So again we can save the time of a shuffle if we are joining on a partition key of a Cassandra table. The advantages here scale as well, the larger the data to be joined the greater the advantage to be gained.

Limitations

Again it is important to note that this is only possible when using the Partition key as the key of the RDD.

Joining to Cassandra RDDs on Common Partition Keys

One area that can benefit greatly from the Partitioner is joins between Cassandra tables on a common partition key. This previously would requiring both RDDs but now requires no shuffles at all. To use this both RDDs must have the same partitioner. A helper method applyPartitionerFrom has been added to make it easy to share a partitioner between Cassandra RDDs.

val ks = "doc_example"
val rdd1 = { sc.cassandraTable[(Int, Int, String)](ks, "purchases")
  .select("purchaseid" as "_1", "amount" as "_2", "objectid" as "_3", "userid")
  .keyBy[Tuple1[Int]]("userid")
}

val rdd2 = { sc.cassandraTable[(String, Int)](ks, "users")
  .select("name" as "_1", "zipcode" as "_2", "userid")
  .keyBy[Tuple1[Int]]("userid")
}.applyPartitionerFrom(rdd1) // Assigns the partitioner from the first rdd to this one

val joinRDD = rdd1.join(rdd2)
joinRDD.toDebugString
//res37: String =
//(1) MapPartitionsRDD[123] at join at <console>:36 []
// |  MapPartitionsRDD[122] at join at <console>:36 []
// |  CoGroupedRDD[121] at join at <console>:36 []
// |  CassandraTableScanRDD[115] at RDD at CassandraRDD.scala:15 []
// |  CassandraTableScanRDD[120] at RDD at CassandraRDD.scala:15 []

joinRDD.count
//16/04/08 17:53:45 INFO DAGScheduler: Job 24 finished: count at <console>:39, took 27.583355 s

//Unpartitioned join
val rdd1nopart = { sc.cassandraTable[(Int, Int, String)](ks, "purchases")
  .select("purchaseid" as "_1", "amount" as "_2", "objectid" as "_3", "userid")
  .keyBy[Tuple1[Int]]("userid")
}.map(x => x)

val rdd2nopart = { sc.cassandraTable[(String, Int)](ks, "users")
  .select("name" as "_1", "zipcode" as "_2", "userid")
  .keyBy[Tuple1[Int]]("userid")
}.map(x => x)

val joinnopart = rdd1nopart.join(rdd2nopart)
joinnopart.toDebugString
//   res41: String =
//   (4) MapPartitionsRDD[136] at join at <console>:36 []
//    |  MapPartitionsRDD[135] at join at <console>:36 []
//    |  CoGroupedRDD[134] at join at <console>:36 []
//    +-(1) MapPartitionsRDD[128] at map at <console>:35 []
//    |  |  CassandraTableScanRDD[127] at RDD at CassandraRDD.scala:15 []
//    +-(4) MapPartitionsRDD[133] at map at <console>:35 []
//       |  CassandraTableScanRDD[132] at RDD at CassandraRDD.scala:15 []

joinnopart.count
//16/04/08 17:54:58 INFO DAGScheduler: Job 25 finished: count at <console>:39, took 40.040341 s

Again we can save a significant portion of time by eliminating the need for a shuffle.

Caveats

The partitioning mechanism is very sensitive to the underlying Cassandra tables partitioning so this is not a generic solution to all joins and groupBys. In addition it is important to note

applyPartitionerFrom will copy the partitioning exactly from the host RDD to the target. This means it will only work if the key portion of both RDDs are the same. When applied, the host partitioning takes over. This means it often makes sense to apply the partitioner from the RDD with more partitions to get proper parallelism.
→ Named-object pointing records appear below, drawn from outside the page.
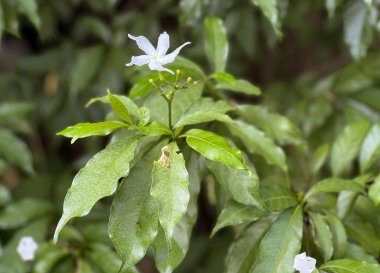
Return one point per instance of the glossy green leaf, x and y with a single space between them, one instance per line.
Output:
216 43
350 266
323 236
347 145
257 142
170 182
81 130
119 108
13 150
243 185
370 151
276 126
214 148
133 222
96 180
235 213
280 244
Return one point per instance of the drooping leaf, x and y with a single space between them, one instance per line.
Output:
214 148
170 182
81 130
96 180
257 142
280 244
133 221
347 145
216 43
235 213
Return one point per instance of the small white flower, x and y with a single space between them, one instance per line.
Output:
155 57
303 263
26 248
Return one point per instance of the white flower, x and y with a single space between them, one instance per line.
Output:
303 263
155 57
26 248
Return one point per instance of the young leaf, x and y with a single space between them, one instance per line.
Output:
280 244
243 185
133 221
370 151
216 43
333 185
214 148
170 182
81 130
347 146
235 213
350 266
96 180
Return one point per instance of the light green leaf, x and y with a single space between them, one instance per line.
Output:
170 182
119 108
214 148
235 213
347 145
269 8
280 244
323 236
277 198
257 142
350 266
278 127
96 180
333 184
243 185
216 43
23 211
370 151
81 130
133 222
13 150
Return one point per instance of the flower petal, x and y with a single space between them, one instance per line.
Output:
144 44
163 44
139 60
155 65
170 57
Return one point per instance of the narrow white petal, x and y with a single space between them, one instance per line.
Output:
163 44
139 60
171 57
155 65
144 44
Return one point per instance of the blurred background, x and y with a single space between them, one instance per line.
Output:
317 62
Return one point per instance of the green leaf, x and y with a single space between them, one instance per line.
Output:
133 222
280 244
333 184
269 8
347 145
170 182
243 185
278 127
235 213
96 180
323 236
214 148
350 266
23 211
81 130
257 142
15 151
216 43
277 198
243 251
119 108
370 151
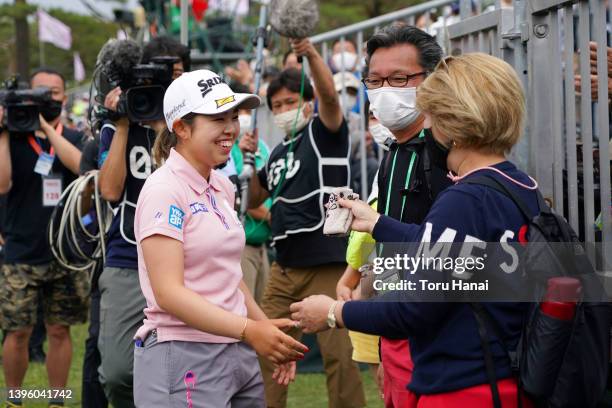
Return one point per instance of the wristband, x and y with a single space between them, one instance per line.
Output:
243 332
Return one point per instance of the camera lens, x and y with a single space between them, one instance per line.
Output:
22 118
145 103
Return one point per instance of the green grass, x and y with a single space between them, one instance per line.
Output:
308 391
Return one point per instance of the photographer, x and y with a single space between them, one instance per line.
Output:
33 169
125 161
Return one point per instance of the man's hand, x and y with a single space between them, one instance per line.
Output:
242 73
594 90
343 292
270 342
365 218
285 373
112 99
45 126
302 47
312 313
249 142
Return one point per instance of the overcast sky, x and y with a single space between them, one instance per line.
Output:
104 7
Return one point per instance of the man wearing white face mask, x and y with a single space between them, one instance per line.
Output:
413 169
301 171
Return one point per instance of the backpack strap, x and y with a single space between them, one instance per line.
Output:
484 320
492 182
480 315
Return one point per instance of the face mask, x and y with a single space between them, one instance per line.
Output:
395 108
381 135
437 152
245 124
351 100
349 61
286 120
51 110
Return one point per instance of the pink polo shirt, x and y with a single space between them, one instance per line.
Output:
177 202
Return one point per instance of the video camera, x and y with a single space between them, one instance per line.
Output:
22 106
143 90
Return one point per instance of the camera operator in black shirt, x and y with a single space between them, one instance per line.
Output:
34 169
125 161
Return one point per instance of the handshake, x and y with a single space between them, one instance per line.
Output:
338 219
345 212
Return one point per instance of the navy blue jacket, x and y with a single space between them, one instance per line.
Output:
443 336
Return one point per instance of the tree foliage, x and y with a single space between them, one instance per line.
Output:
88 36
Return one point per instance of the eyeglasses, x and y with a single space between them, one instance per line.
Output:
396 81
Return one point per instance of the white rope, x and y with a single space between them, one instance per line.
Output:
69 237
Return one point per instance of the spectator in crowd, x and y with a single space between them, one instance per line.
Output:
125 162
399 57
33 170
200 315
312 159
475 107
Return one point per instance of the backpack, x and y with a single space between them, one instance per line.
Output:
578 375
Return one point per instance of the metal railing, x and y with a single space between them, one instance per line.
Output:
566 136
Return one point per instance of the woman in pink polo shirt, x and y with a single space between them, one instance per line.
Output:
202 324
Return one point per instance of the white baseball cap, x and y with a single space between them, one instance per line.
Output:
203 92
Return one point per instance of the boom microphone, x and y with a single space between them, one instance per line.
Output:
294 18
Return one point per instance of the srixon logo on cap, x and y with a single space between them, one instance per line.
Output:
206 85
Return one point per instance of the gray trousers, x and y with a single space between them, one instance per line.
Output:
121 313
196 375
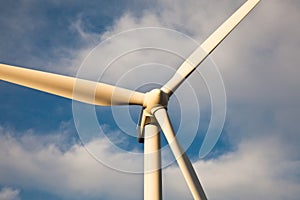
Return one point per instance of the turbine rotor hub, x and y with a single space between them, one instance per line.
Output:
155 98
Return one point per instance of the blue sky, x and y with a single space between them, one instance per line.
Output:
257 155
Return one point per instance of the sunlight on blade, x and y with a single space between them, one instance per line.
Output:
197 57
69 87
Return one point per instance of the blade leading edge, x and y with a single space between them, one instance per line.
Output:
69 87
197 57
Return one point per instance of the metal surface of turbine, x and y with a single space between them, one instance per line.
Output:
154 114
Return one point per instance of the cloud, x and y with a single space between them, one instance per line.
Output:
258 169
259 64
7 193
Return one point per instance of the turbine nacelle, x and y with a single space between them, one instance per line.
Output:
154 115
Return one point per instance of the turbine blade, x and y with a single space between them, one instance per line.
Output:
70 87
197 57
182 159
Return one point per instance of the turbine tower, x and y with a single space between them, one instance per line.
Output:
154 114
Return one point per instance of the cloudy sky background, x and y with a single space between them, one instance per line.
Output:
257 155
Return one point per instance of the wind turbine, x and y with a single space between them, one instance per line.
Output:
154 114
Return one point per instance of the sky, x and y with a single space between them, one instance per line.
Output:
46 152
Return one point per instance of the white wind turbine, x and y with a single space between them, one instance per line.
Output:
154 115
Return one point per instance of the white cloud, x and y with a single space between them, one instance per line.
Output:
7 193
259 63
258 169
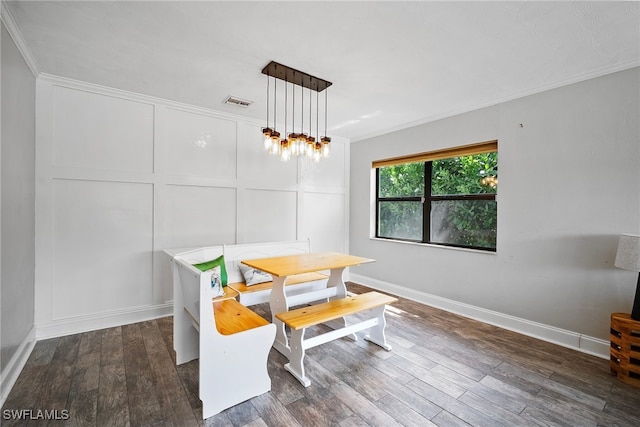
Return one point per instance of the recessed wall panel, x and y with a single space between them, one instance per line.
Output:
323 221
199 216
102 246
92 131
200 145
269 216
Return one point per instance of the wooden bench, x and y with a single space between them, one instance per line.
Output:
302 318
297 286
231 341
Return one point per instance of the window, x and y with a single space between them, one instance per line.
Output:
445 197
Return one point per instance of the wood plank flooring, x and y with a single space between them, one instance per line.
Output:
444 370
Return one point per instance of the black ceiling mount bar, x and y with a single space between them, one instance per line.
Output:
288 74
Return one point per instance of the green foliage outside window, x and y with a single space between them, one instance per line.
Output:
459 215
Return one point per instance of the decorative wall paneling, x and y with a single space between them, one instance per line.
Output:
122 176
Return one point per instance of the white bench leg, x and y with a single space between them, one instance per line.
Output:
296 358
376 333
278 304
336 281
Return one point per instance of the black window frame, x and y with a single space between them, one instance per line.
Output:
427 200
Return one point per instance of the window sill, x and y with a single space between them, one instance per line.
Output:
430 245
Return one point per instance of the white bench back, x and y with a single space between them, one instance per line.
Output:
234 254
196 256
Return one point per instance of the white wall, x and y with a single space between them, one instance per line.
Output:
569 162
17 234
121 177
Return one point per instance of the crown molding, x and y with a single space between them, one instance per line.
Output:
12 28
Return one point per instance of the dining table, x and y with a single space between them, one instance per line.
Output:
282 267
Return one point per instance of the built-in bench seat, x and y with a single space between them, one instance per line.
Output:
372 304
231 341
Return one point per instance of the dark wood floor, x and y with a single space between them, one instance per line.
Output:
444 370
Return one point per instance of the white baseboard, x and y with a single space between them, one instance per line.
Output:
70 326
79 324
14 367
563 337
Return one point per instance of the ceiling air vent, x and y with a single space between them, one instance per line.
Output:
238 102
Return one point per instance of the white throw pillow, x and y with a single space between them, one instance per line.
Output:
253 276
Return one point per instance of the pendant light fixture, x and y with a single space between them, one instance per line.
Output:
295 144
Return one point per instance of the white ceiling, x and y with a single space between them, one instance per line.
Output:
392 64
To key and apply a partitioner at the same time you can use keyAndApplyPartitionerFrom. These APIs are documented in CassandraTableScanRDDFunctions and are provided as implicits on CassandraTableScanRDDs.

Due to the way RDDs are constructed, the CassandraPartitioner cannot be applied without an explicit KeyBy call.

The class of the Key must be a true class and not a primitive. The Partitioner uses the a RowWriter like the saveToCassandra method to convert key data to a Cassandra token. This RowWriter cannot be built for primitives which is why the above examples use Tuple1 so frequently.

This functionality does not currently function in DataFrames.

Data Generator

import com.datastax.spark.connector._
import java.util.Random
val ks = "doc_example"
val r = new Random(100)
val zipcodes = (1 to 100).map(_ => r.nextInt(99999)).distinct
val objects = Seq("pepper", "lemon", "pear", "squid", "beet", "iron", "grass", "axe", "grape")

case class RandomListSelector[T](list: Seq[T]) {
    val r = { new Random() }
    def next(): T = list(r.nextInt(list.length))
}

val randomObject = RandomListSelector(objects)
val randomZipCode = RandomListSelector(zipcodes)

//About 25 Seconds on my MBP 
sc.parallelize(1 to 1000000).map(x => 
    (x, s"User $x", randomZipCode.next)
  ).saveToCassandra(ks, "users")
 
//About 60 Seconds on my MBP
sc.parallelize(1 to 1000000).flatMap(x => 
    (1 to 10).map( p => (x, p, randomObject.next, p))
  ).saveToCassandra(ks, "purchases")